Aaron Scott a écrit :
I have a list of nodes, and I need to find a path from one node to
another. The nodes each have a list of nodes they are connected to,
set up like this:



class Node(object):
        def __init__(self, connectedNodes):
                self.connectedNodes = connectedNodes

nodes = {
        1: Node([4]),
        2: Node([3]),
        3: Node([2, 4, 5]),
        4: Node([1, 6, 3]),
        5: Node([3, 7]),
        6: Node([4, 9]),
        7: Node([5, 8]),
        8: Node([7, 9]),
        9: Node([6, 8])
}



I made a quick brute-force pathfinder to solve it (in this case, a
path from node 1 to node 9). Here it is:



class PathFind(object):
        def __init__(self, source, destination):
                self.source = source
                self.destination = destination
                self.solved = []
        def Search(self):
                self.PathFind([self.source])
>
                if self.solved:
                        print "Solutions: "
                        for i in self.solved:
                                print "\t" + str(i)
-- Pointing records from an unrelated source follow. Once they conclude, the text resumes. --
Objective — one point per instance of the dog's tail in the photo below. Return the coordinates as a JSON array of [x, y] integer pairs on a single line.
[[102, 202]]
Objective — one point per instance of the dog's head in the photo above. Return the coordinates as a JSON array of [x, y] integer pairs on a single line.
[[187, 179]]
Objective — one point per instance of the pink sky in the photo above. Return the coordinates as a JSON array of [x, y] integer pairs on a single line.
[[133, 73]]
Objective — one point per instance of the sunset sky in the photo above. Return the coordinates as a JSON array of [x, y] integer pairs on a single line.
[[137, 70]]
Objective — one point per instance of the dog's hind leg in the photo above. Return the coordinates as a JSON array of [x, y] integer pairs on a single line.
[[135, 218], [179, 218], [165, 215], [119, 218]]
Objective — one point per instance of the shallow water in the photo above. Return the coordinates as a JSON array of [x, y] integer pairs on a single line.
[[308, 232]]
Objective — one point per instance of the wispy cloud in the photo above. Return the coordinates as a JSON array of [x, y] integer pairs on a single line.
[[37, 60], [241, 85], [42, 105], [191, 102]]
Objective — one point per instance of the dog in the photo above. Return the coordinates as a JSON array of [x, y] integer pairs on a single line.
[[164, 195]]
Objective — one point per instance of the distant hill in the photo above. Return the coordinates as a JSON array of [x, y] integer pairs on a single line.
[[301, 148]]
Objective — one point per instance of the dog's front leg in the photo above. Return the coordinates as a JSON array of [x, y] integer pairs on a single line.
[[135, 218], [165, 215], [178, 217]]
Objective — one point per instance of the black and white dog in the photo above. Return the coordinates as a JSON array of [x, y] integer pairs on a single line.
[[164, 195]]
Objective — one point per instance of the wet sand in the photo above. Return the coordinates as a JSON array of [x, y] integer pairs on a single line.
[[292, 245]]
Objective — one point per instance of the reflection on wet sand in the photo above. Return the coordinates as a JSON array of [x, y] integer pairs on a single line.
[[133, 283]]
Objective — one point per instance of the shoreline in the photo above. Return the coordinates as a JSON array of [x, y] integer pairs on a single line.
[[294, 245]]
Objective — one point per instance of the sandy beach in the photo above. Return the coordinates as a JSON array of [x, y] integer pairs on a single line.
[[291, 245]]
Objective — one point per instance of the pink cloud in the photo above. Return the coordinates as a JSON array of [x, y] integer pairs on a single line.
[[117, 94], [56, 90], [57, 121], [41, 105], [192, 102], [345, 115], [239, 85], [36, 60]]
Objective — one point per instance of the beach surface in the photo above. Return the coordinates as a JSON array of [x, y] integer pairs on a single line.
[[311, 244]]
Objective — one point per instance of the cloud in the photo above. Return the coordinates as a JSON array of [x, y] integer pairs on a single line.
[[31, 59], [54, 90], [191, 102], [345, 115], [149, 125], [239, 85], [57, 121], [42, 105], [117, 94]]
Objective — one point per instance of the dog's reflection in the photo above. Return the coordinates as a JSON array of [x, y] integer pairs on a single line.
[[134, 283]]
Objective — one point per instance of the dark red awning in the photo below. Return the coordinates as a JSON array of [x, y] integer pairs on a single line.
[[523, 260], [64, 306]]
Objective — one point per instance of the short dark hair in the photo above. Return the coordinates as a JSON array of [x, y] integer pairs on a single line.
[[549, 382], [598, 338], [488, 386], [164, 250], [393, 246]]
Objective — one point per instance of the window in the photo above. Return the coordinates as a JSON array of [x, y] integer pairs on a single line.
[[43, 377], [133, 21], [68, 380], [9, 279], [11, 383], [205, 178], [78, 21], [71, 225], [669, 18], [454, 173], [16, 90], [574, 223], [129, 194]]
                                print "\t%s" % i

                else:
                        print "Couldn't solve."
        def PathFind(self, trail):
                location = trail[-1]
                if location == self.destination:
                        self.solved.append(trail)

I think you want
                        self.solved.append(trail[:])

Hint : Python doesn't use "pass by value".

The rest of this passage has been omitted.